Et Jacques, sous le regard immobile de Séverine, dit ce qu'il avait vu: le coupé éclairé, passant dans la nuit, à toute vapeur, et les profils fuyants des deux hommes, l'un renversé, l'autre le couteau au poing. Près de sa femme, Roubaud écoutait, en fixant sur lui ses gros yeux vifs.

—Alors, demanda le commissaire, vous reconnaîtriez l'assassin?

—Oh! ça, non, je ne crois pas.

—Portait-il un paletot ou une blouse?

—Je ne pourrais rien affirmer.
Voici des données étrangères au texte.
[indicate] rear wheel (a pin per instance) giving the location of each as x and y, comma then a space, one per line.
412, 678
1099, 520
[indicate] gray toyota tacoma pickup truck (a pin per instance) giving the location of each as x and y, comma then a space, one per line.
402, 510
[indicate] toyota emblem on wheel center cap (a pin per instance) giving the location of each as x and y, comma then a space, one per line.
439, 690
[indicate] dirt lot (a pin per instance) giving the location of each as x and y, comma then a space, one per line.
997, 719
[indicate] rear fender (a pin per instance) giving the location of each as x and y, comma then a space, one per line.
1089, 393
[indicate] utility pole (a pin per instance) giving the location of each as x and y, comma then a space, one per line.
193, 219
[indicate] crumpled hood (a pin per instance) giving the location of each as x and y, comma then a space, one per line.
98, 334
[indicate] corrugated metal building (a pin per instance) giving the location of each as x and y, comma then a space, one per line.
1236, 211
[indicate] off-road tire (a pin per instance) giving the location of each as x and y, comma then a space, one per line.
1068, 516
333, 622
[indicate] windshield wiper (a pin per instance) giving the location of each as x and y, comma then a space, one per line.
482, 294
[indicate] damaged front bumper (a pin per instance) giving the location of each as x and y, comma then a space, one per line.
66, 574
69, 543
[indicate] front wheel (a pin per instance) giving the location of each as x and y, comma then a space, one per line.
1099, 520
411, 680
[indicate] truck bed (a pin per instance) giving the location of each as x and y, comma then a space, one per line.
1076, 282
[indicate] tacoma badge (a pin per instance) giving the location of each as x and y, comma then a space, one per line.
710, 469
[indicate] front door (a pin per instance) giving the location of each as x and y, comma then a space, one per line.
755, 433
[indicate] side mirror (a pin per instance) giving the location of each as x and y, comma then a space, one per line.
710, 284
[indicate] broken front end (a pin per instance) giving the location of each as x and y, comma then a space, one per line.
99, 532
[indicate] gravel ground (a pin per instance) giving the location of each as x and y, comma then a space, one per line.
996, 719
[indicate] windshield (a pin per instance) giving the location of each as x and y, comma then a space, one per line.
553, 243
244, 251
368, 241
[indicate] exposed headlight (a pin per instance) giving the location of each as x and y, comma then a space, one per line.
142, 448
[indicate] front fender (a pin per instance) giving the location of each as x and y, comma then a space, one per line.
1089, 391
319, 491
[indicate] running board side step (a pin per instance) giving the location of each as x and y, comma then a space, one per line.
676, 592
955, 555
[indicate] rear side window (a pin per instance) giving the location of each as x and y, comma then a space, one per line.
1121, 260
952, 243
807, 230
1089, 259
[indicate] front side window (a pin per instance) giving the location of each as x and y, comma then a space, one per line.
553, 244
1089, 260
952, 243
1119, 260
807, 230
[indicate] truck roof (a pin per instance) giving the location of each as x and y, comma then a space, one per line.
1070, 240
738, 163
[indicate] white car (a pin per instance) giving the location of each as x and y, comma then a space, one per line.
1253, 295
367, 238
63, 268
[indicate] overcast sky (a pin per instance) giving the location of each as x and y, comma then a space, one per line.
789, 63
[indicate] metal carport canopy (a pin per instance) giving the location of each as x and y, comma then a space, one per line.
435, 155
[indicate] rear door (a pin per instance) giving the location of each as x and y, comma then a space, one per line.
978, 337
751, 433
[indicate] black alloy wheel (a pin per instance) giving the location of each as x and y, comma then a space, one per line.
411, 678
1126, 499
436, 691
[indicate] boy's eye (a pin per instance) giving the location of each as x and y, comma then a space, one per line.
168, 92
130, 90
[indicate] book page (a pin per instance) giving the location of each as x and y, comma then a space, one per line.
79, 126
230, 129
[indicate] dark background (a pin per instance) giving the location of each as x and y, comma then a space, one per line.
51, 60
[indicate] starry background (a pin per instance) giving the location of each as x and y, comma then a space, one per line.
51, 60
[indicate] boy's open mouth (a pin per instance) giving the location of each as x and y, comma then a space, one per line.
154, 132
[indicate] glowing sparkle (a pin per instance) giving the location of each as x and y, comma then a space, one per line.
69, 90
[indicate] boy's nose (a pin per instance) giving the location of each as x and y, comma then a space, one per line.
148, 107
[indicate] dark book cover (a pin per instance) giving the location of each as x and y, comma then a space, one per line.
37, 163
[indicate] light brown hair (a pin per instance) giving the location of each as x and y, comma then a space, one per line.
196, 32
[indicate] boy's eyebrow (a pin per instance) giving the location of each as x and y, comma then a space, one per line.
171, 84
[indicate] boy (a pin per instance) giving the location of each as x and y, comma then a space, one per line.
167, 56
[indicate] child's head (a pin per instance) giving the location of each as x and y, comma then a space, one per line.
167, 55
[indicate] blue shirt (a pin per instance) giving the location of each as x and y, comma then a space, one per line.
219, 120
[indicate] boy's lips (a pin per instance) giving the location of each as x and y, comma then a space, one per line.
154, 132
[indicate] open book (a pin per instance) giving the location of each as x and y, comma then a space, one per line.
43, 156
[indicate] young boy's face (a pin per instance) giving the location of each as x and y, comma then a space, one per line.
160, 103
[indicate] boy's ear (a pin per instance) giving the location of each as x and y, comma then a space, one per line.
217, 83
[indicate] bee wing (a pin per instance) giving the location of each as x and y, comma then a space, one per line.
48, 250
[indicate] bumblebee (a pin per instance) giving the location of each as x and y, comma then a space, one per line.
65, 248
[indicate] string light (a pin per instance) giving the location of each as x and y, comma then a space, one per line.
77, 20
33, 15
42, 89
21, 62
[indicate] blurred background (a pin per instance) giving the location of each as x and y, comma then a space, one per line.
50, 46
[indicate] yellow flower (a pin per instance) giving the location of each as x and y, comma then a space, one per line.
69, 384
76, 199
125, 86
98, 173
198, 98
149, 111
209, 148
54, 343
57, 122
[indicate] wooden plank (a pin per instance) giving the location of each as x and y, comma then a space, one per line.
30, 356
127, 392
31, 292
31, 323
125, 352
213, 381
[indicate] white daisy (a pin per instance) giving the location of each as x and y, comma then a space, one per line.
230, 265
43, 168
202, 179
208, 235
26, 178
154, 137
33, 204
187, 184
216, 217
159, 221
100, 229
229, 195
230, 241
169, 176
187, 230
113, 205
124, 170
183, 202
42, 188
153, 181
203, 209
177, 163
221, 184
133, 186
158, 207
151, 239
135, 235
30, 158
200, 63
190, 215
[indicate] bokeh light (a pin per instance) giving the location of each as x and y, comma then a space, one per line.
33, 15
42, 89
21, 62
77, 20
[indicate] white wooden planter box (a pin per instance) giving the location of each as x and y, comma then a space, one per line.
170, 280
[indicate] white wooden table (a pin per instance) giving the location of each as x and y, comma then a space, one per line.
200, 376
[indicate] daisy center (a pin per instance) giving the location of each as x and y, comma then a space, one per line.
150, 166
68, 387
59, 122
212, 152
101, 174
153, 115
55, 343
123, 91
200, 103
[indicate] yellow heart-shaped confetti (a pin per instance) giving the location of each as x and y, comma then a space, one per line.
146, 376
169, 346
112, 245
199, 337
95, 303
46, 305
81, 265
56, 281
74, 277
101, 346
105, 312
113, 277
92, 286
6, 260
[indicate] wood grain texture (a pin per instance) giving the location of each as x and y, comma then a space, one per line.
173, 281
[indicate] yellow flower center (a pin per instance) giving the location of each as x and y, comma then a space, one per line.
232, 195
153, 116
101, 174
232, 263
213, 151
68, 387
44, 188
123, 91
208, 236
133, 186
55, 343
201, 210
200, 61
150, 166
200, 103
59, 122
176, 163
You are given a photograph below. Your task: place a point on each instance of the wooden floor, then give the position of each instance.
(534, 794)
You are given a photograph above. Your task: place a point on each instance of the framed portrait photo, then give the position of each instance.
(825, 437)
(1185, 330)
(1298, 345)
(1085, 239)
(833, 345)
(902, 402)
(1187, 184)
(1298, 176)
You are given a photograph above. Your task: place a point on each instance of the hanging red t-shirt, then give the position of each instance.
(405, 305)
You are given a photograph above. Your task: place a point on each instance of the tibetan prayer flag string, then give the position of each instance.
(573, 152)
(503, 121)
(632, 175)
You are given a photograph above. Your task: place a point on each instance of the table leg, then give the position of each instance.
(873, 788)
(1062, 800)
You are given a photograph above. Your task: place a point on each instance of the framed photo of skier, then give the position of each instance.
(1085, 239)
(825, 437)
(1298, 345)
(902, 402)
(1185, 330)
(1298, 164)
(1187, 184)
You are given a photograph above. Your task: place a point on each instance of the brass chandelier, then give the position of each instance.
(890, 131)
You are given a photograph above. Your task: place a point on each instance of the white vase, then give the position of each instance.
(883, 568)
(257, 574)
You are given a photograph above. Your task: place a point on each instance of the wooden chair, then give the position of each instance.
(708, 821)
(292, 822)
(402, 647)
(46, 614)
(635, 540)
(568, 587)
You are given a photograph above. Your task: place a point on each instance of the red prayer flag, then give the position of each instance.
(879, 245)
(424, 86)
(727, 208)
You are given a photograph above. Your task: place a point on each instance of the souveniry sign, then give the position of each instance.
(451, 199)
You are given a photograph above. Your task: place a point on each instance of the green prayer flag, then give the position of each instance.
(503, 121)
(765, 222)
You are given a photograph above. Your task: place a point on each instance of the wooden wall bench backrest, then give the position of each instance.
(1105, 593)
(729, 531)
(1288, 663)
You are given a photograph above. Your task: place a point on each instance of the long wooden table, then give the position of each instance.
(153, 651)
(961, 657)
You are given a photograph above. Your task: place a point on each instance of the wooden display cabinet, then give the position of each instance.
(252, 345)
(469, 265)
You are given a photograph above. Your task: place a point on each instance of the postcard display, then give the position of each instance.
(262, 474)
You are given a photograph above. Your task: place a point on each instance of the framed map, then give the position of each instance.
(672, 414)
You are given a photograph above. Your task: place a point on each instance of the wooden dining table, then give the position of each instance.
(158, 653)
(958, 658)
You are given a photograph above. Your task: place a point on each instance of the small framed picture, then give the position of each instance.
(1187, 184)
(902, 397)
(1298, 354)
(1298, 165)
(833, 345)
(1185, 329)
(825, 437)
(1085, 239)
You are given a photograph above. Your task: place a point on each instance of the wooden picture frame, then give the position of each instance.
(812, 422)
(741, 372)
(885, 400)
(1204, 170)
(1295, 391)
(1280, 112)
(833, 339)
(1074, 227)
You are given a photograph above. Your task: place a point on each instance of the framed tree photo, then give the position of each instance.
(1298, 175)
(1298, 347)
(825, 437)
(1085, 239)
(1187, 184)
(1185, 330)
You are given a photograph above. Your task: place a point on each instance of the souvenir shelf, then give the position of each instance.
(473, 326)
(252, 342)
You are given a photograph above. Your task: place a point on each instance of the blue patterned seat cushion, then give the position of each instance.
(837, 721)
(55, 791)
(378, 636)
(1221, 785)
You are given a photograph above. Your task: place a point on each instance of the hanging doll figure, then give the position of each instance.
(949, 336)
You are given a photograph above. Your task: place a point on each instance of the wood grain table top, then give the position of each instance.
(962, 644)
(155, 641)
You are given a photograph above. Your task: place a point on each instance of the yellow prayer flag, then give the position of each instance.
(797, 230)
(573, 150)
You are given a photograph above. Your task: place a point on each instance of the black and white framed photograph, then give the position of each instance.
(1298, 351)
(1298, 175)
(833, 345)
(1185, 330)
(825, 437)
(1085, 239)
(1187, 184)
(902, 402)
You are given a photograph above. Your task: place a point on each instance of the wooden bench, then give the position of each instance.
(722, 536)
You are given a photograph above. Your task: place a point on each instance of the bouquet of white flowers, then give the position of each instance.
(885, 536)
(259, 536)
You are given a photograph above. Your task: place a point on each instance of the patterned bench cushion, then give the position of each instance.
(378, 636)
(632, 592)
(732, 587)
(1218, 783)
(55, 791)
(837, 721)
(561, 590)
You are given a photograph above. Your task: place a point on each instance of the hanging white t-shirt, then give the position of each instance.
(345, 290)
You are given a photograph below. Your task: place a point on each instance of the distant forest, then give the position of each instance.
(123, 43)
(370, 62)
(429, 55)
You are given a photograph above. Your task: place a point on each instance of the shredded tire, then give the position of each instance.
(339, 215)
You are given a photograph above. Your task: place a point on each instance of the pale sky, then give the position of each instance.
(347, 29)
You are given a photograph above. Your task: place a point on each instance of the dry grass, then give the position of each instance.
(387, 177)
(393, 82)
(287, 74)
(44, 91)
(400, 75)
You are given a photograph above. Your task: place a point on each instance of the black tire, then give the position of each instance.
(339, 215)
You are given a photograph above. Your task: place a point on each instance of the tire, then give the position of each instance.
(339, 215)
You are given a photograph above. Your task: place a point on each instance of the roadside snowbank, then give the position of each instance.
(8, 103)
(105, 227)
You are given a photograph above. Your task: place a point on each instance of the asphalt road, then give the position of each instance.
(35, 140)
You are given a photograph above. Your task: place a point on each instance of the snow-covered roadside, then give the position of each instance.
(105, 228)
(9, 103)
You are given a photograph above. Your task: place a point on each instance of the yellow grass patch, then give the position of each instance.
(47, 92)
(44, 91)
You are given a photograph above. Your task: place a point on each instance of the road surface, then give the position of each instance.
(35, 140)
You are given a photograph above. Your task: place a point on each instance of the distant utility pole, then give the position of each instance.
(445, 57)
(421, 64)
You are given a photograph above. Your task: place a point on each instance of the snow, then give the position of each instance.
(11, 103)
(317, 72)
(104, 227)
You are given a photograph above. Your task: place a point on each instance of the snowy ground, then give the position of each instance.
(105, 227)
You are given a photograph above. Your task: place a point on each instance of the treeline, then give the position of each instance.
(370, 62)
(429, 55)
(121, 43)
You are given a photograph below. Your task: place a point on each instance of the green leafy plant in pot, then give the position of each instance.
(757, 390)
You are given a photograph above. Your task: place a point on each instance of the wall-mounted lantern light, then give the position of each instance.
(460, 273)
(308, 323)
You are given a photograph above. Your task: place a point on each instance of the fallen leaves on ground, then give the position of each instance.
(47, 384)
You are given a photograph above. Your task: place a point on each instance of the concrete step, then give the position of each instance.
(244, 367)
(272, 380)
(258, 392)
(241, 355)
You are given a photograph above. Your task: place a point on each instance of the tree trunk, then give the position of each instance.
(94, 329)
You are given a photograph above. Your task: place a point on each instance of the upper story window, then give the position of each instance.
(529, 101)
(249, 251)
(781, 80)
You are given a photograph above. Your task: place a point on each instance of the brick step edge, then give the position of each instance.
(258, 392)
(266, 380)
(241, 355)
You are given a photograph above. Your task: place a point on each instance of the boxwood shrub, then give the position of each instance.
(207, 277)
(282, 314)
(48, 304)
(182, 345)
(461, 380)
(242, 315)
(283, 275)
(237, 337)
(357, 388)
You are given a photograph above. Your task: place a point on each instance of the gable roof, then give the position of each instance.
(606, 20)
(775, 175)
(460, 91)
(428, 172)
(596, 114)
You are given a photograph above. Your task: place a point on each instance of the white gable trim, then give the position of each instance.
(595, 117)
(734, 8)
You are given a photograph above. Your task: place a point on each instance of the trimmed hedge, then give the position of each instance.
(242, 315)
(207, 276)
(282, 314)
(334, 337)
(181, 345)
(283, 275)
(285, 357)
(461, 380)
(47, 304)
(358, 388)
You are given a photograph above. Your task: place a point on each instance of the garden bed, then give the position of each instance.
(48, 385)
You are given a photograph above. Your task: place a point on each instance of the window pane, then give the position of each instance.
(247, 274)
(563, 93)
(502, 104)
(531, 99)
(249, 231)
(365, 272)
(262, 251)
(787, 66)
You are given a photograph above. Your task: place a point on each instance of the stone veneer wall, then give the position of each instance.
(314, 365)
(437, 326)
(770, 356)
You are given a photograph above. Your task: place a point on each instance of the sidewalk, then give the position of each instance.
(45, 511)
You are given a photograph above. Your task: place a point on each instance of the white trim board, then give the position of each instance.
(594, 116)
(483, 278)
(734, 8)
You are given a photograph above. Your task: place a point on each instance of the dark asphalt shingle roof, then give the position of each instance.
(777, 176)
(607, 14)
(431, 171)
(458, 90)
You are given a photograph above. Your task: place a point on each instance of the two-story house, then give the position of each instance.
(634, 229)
Songez donc, un train qui devait marcher à une vitesse de quatre-vingts kilomètres!

Séverine, en dehors de sa volonté, échangea un coup d'oeil avec
Roubaud, qui eut la force de dire:

—En effet, il faudrait avoir de bons yeux.

—N'importe, conclut M. Cauche, voilà une déposition importante. Le juge d'instruction vous aidera à voir clair dans tout ça… monsieur Lantier et monsieur Roubaud, donnez-moi vos noms bien exacts, pour les citations.

C'était fini, le groupe des curieux se dissipa peu à peu, le service de la gare reprit son activité. Roubaud surtout dut courir s'occuper de l'omnibus de neuf heures cinquante, dans lequel des voyageurs montaient déjà. Il avait donné à Jacques une poignée de main, plus vigoureuse que de coutume; et celui-ci, resté seul avec Séverine, derrière madame Lebleu, Pecqueux et Philomène, qui s'en allaient en chuchotant, s'était cru forcé d'accompagner la jeune femme sous la marquise, jusqu'à l'escalier des employés, ne trouvant rien à lui dire, retenu pourtant près d'elle, comme si un lien venait de se nouer entre eux. Maintenant, la gaieté du jour avait grandi, le soleil clair montait vainqueur des brumes matinales, dans la grande limpidité bleue du ciel; pendant que le vent de mer, prenant de la force avec la marée montante, apportait sa fraîcheur salée. Et, comme il la quittait enfin, il rencontra de nouveau ses larges yeux, dont la douceur terrifiée et suppliante l'avait si profondément remué.

Mais il y eut un léger coup de sifflet. C'était Roubaud qui donnait le signal du départ. La machine répondit par un sifflement prolongé, et le train de neuf heures cinquante s'ébranla, roula plus vite, disparut au loin, dans la poussière d'or du soleil.